The Supreme Court's decision upholding the federal health care plan means that 4.5 million more people will have health insurance in California. Local experts explain how the sweeping law will affect California, which stands to gane $9.5 billion per year in federal money to pay for health programs. Conan Nolan reports for the NBC4 News at 5 p.m. on June 28, 2012.
The Supreme Court's decision upholding the federal health care plan means that 4.5 million more people will have health insurance in California.
In addition, the state stands to gain $9.5 billion per year in federal assistance to pay for health programs.
"The law is sweeping, and has a wide range of impacts," said Marian Mulkey, director of the Health Reform and Public Programs initiative at the California Healthcare Foundation.
Justices issued their ruling Thursday morning, upholding the individual mandate requiring people to buy health insurance.
The court said the mandate couldn’t be upheld under the commerce clause, but said it could be upheld under existing tax authority, NBC News reported.
Beginning Jan. 1, 2014, Americans must purchase health insurance or pay a penalty - $95 per individual to $285 per family or one percent of their annual income, whatever is greater. The penalty will be paid to the government in the same way federal income taxes are paid and collected, the opinion read.
While the White House has said it was confident the court will uphold the law, GOP Congressional leaders vowed to repeal “what’s left of it” after the justices announce their ruling.
California has been a model for the federal health care overhaul since the law's passage and has begun implementing parts of it already, including the beginnings of health care exchanges. The exchanges that would provide a marketplace for consumers to purchase insurance policies, starting in 2014.
The state also has banned insurers from refusing coverage for children with pre-existing illnesses and allowed young adults to stay on their parents' plans through age 26.

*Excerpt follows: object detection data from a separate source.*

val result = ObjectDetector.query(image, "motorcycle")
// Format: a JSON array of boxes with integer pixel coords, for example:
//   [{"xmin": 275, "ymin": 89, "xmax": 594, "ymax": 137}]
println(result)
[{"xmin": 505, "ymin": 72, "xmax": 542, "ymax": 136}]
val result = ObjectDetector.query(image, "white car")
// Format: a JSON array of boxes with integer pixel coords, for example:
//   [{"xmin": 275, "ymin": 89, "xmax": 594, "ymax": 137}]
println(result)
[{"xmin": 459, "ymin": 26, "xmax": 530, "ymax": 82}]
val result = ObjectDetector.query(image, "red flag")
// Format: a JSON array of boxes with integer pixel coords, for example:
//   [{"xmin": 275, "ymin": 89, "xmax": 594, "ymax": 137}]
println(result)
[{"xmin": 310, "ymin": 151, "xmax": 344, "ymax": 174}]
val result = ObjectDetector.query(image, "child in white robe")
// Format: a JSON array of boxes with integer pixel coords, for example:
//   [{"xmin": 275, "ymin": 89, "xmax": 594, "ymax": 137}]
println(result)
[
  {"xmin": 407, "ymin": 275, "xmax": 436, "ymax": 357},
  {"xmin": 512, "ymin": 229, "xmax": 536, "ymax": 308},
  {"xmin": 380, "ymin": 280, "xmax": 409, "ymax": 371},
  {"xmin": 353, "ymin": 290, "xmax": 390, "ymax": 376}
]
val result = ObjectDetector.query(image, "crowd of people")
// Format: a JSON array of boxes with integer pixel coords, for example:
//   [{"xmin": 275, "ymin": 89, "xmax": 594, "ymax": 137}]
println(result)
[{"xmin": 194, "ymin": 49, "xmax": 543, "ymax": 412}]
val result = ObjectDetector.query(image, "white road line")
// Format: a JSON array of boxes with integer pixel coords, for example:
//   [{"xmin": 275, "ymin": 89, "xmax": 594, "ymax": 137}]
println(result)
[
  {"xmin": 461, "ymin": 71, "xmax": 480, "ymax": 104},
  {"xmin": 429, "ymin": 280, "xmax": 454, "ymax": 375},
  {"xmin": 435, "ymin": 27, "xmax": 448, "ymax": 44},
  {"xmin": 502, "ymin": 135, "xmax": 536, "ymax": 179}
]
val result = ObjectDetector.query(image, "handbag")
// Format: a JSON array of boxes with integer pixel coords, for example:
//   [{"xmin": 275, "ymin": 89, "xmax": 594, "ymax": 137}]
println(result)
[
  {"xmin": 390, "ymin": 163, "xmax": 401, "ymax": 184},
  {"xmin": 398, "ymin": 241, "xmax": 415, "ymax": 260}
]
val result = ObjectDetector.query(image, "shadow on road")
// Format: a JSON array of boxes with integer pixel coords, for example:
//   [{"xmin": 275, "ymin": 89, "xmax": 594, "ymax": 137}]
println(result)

California passed its own state legislation to ensure those measures would be preserved even if the federal law was thrown out. There are 7.2 million uninsured California residents, according to statistics compiled by the Associated Press.
The decision is a victory for LA County's uninsured, according to the health services department.
"As a result of today's decision by the Supreme Court to uphold the Patient Protection and Affordable Care Act (ACA), over 80 percent of the 2.2 million people who are currently uninsured in Los Angeles County stand to gain access to affordable insurance coverage,'' Director Dr. Mitchell Katz said in a statement.
Women across the Southland lauded the court's decision, which officials say will increase women's access to healthcare and preventative services, such as mammograms and birth control.
"It's a miracle," said Maria Perez, an uninsured mother.
Women often pay higher health insurance premiums than their male counterparts and pregnancy can be listed as a pre-existing condition.
"For women, it means they’re not going to be discriminated against because they get to have babies. They’re gonna be able to pay the same amount in health care coverage as anybody else; as their male counterparts," said Laphonza Bulter, with SEIU United Long Term Care Workers.
SoCal physcian Dr. Edgar Chavez said the change means fear of a hefty bill will no longer be something to keep women from preventative care.
"They'll be more willing to come get a pap smear, come get checked out for mammograms or even start prenatal care earlier," Chavez said.
The ruling also drew reaction from California's largest nurses' union.
"This not just an abstract legal decision," said Barbara Blake, secretary-treasurer of United Nurses Associations of California/Union of Health Care Professionals, in a statement. "Real lives and the heartbreak of real families will be saved because of it."